Evolution of three parent genes and their retrogene copies in Drosophila species.

Retrogenes form a class of gene duplicate lacking the regulatory sequences found outside of the mRNA-coding regions of the parent gene. It is not clear how a retrogene's lack of parental regulatory sequences affects the evolution of the gene pair. To explore the evolution of parent genes and retrogenes, we investigated three such gene pairs in the family Drosophilidae; in Drosophila melanogaster, these gene pairs are CG8331 and CG4960, CG17734 and CG11825, and Sep2 and Sep5. We investigated the embryonic expression patterns of these gene pairs across multiple Drosophila species. Expression patterns of the parent genes and their single copy orthologs are relatively conserved across species, whether or not a species has a retrogene copy, although there is some variation in CG8331 and CG17734. In contrast, expression patterns of the retrogene orthologs have diversified. We used the genome sequences of 20 Drosophila species to investigate coding sequence evolution. The coding sequences of the three gene pairs appear to be evolving predominantly under negative selection; however, the parent genes and retrogenes show some distinct differences in amino acid sequence. Therefore, in general, retrogene expression patterns and coding sequences are distinct compared to their parents and, in some cases, retrogene expression patterns diversify.

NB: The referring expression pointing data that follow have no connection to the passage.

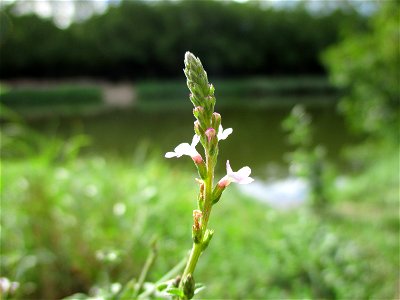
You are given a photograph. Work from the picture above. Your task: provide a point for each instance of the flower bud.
(212, 140)
(210, 133)
(216, 121)
(194, 99)
(201, 166)
(207, 238)
(196, 228)
(188, 286)
(198, 129)
(219, 188)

The Drosophila melanogaster septin gene Sep2 has a redundant function with the retrogene Sep5 in imaginal cell proliferation but is essential for oogenesis.

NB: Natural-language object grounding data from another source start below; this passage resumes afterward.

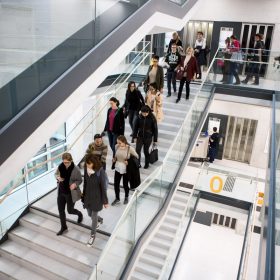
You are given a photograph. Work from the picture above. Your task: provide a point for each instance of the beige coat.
(155, 102)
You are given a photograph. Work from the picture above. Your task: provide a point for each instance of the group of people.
(144, 114)
(184, 66)
(233, 58)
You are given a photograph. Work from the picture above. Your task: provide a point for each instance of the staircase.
(33, 251)
(153, 256)
(174, 115)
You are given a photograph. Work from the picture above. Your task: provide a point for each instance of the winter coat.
(146, 127)
(159, 77)
(155, 102)
(119, 124)
(75, 178)
(94, 192)
(133, 100)
(190, 69)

Septins are cytoskeletal proteins that form hetero-oligomeric complexes and function in many biological processes, including cytokinesis. Drosophila melanogaster has five septin genes. Sep5, which is the most recently evolved septin gene in Drosophila, is a retrogene copy of Sep2. Sep5 mutants appear wild type, whereas Sep2 mutant females are semisterile. Their ovaries have egg chambers containing abnormal numbers of nurse cells. The egg chamber phenotype is rescued to wild type by expressing a Sep2 cDNA, but it is only partially rescued by expressing a Sep5 cDNA, showing that these paralogs have diverged in function at the protein level. Sep2 Sep5 double mutants have an early pupal lethal phenotype and lack imaginal discs, suggesting that these genes have redundant functions during imaginal cell proliferation.